There was a long moment of silence, something that you certainly want least when you are in a job interview. Nadja was sitting behind her desk, eyebrows raised. It was the second time I had come to the Exberliner office (the first time, Nadja didn’t have time although we had an appointment). What I found quite rude at the time I later learned was due to the fact that Nadja was a boss in the purest sense of the word: she was in charge of everything and taking care of everything. In the following years, I would find myself wondering a lot how she managed to always be up to date – with movies, theatre, German, Russian and French politics, tending to a brigade of wild apprentices and freelance writers to which the word ‘deadline’ is often an alien concept – while at the same time being a mother. And maybe sleeping from time to time.

At my second appearance, I finally received my audience. Seconds before this hellish silence I had just explained to her that I didn’t want the internship I had applied for. I wanted to freelance. I had just finished university and needed to pay my rent. No more internships. I gave her a hopeless smile. “Well,” she finally said, “what do I do with you?” I swallowed. “You don’t have a degree in journalism. You are not even a native speaker.” She paused, then sighed. “Alright, pitch me some stories, and I will see…” I was sure I would never hear from her again.

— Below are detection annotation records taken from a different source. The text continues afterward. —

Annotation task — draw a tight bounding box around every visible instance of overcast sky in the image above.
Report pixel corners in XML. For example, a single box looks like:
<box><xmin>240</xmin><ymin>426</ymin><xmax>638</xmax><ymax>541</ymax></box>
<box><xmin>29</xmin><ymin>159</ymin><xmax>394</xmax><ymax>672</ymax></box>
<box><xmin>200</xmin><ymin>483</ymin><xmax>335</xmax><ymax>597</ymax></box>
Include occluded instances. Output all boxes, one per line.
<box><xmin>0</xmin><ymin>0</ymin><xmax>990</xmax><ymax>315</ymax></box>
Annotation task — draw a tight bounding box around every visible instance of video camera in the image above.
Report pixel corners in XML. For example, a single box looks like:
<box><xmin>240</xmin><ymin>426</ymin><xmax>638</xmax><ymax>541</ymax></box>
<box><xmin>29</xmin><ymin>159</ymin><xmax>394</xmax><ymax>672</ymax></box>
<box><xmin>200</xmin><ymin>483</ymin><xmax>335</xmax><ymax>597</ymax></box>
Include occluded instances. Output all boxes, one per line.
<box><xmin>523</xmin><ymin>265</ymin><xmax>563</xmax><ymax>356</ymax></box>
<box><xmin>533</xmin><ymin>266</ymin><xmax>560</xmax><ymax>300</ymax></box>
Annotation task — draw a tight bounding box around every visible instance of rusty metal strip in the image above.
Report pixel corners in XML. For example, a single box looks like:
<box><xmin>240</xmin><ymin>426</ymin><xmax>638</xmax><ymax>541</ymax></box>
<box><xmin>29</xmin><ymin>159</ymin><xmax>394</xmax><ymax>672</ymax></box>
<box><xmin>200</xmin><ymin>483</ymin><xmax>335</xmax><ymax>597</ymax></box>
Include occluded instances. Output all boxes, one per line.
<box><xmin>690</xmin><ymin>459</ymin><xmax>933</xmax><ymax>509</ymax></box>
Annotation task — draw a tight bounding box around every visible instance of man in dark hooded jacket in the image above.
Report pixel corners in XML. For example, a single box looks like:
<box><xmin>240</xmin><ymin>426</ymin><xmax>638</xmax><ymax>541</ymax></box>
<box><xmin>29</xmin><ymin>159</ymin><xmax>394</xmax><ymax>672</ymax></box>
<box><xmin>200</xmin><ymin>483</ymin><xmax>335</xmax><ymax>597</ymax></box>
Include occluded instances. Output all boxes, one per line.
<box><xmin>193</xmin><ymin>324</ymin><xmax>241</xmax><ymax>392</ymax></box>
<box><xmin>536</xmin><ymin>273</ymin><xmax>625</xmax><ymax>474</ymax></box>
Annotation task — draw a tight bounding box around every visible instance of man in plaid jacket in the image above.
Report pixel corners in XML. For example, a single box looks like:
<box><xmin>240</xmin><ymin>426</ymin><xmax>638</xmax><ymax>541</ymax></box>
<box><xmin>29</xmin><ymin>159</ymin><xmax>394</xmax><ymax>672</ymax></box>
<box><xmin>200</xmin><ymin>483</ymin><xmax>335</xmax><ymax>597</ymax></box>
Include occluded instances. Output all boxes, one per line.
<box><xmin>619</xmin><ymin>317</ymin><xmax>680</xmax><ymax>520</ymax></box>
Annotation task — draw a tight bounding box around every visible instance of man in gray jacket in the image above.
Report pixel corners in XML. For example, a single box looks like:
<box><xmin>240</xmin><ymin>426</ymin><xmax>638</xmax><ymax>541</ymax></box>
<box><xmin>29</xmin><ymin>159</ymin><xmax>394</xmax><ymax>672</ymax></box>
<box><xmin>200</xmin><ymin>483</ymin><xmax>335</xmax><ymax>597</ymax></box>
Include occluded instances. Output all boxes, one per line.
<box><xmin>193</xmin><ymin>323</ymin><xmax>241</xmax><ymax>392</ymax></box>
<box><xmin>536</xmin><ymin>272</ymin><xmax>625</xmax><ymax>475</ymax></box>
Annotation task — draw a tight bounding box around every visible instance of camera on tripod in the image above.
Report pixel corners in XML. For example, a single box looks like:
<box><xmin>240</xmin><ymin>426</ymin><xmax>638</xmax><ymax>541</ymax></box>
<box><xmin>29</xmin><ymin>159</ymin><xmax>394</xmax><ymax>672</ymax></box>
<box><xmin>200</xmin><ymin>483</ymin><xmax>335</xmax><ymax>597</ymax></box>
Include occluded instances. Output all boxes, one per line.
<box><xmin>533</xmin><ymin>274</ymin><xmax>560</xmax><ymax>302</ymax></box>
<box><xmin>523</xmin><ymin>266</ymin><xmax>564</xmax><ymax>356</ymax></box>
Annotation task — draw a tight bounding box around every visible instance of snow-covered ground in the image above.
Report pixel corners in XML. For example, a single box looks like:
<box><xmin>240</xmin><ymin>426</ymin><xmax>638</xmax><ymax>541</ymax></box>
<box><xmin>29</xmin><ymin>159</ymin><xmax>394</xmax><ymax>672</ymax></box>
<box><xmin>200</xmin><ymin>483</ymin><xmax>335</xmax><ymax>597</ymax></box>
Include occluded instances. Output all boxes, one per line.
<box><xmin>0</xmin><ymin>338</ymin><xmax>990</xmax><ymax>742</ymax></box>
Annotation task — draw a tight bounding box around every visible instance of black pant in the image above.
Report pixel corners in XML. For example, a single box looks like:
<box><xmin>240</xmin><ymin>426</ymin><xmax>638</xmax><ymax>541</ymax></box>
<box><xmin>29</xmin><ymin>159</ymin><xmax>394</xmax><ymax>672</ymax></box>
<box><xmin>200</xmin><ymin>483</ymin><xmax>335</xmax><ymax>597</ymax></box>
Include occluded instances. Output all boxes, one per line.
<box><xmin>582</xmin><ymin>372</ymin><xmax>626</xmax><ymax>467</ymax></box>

But a couple of days later Nadja called and asked me to interview video artist Candice Breitz, who had just opened the first exhibition at Temporäre Kunsthalle. If I did it well, I would get to freelance for Exberliner, she told me, and hung up. So, I had a nice chat with Mrs. Breitz, asking her all kinds of personal questions. It was a solid interview, nothing ground-breaking, but I was satisfied. A day later Nadja called: “What happened?! Breitz’s lawyer just called me this morning. If we publish the interview she’s going to sue us!”

Now I was sure I wouldn’t get the job. Who wants a writer whose interview subjects send their lawyers? But what I was to learn that day was: Exberliner is exactly the magazine that would never duck when things get dirty. Nadja seems to never be afraid of anything – and, faced with threats or scandal she always backs up her writers, like a mother. “Okay,” Nadja said, “I trust you.” My first interview for Exberliner went to print with a teaser on the cover: “Candice Breitz: The unauthorised interview”. And I, I was an Exberliner now.

The artist’s lawyer never called again. But this was only going to be the first story that left me sleepless.

In the past four years I’ve been banned from Bar25 by Türnazi Steffi Lotta after an article about their public viewing location for the World Cup went under the header “Corporate slumworld”. (It was actually kind of Nadja’s doing: She edited the text and “spiced up” my carefully voiced, more diplomatic critique quite a bit, but, oh well, she was right!) I would meet with the autonomists behind Berlin’s revolutionary May 1 riots. I would talk to an anonymous policeman about police violence, and, something I will certainly never forget, sit down with a completely wasted, vodka-swilling Weekend club owner who tried to touch my breasts throughout the interview. After four years I can say: I have never had so much trouble writing for a magazine, but most likely I have never had so much fun!